Estoy en un jardín, con otros escritores e intelectuales tullidos y decrépitos, paseando silenciosamente por el césped, bajo la mirada escrutadora de varias enfermeras corpulentas, protegidas con perros y cascos.
La cultura a la que pertenezco acaba de ser barrida por un azar de la historia —una posible hecatombe natural, quizás una malhadada explosión atómica—, y yo soy su único representante y testigo. Debo por consiguiente reunir mis fuerzas y concentrarme para emprender el difícil y laborioso rescate: salvar el recuerdo de lo que ha sido. Hay que compilar el léxico oteka, escribir una gramática y un diccionario, componer el largo poema de cincuenta mil versos que trace fielmente su epopeya, emular a Homero. Mi canto épico tiene que abarcar la totalidad de nuestro espacio cultural: los orígenes y mitos fundacionales, su evolución a lo largo de los siglos, el nombre y hazañas de los monarcas, las guerras con los pueblos vecinos, los triunfos y las derrotas, los usos y costumbres populares, la referencia a las creaciones autóctonas, una muestra antológica de sus diferentes estilos literarios y artísticos. Todo ha de quedar rigurosamente consignado antes de tu inevitable desaparición: teogonía, ritos, cocina, música, bailes, indumentaria. Sin olvidar, claro está, el código de conducta familiar e individual, las normas y tabús tocantes al sexo, la muerte, la virginidad o el honor.
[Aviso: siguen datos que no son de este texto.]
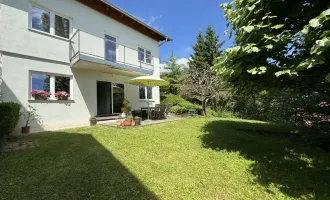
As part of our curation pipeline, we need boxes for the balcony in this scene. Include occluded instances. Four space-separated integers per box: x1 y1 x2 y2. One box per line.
70 30 159 75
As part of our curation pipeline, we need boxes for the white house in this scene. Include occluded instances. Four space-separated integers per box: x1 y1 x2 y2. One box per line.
0 0 171 131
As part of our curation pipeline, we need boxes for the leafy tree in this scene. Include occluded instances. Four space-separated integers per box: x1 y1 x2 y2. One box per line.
181 25 223 115
160 52 183 95
216 0 330 100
Mientras camino abrumado con el peso de mi ingente responsabilidad de lingüista, poeta, gramático, etnólogo, científico e historiador, tocado con un gorro de dormir y vestido con un pijama cebrado, me cruzo con los representantes únicos de otras culturas igualmente extinguidas por la catástrofe, con gorros y pijamas idénticos a los míos: son rutenios o siboneyes, guanches o éuscaros, yacutos o catalanes. Nos saludamos con una cortés inclinación de cabeza, pero no estamos autorizados a dirigirnos la palabra —¿en qué idioma lo haríamos por otra parte?— por orden expresa de las enfermeras. El jardín de nuestra casa de reposo es como el patio desolado de una gran cárcel, y nos movemos con la inquietud y desorden de una colonia de insectos amenazada de inminente destrucción: alguien, desde arriba, se dispone a poner el pie sobre el hormiguero o anegarnos en recia y contundente meada. Nuestra aniquilación no plantea problema y puede pasar incluso inadvertida: el planeta es una minúscula y casi invisible verruga, que da vueltas y más vueltas alrededor de un enjambre de otras verrugas, flotantes en una densa y alucinante miríada de miles de millones de galaxias.
Las matronas ponen fin al recreo con un concierto de ladridos, voces, silbatos. Es la hora de ausentarse del mundo y ocultar la cabeza bajo el ala con irrisorio movimiento de avestruz. Los síntomas que diariamente se acumulan no dejan lugar a dudas: el apocalipsis, tu apocalipsis, ha comenzado.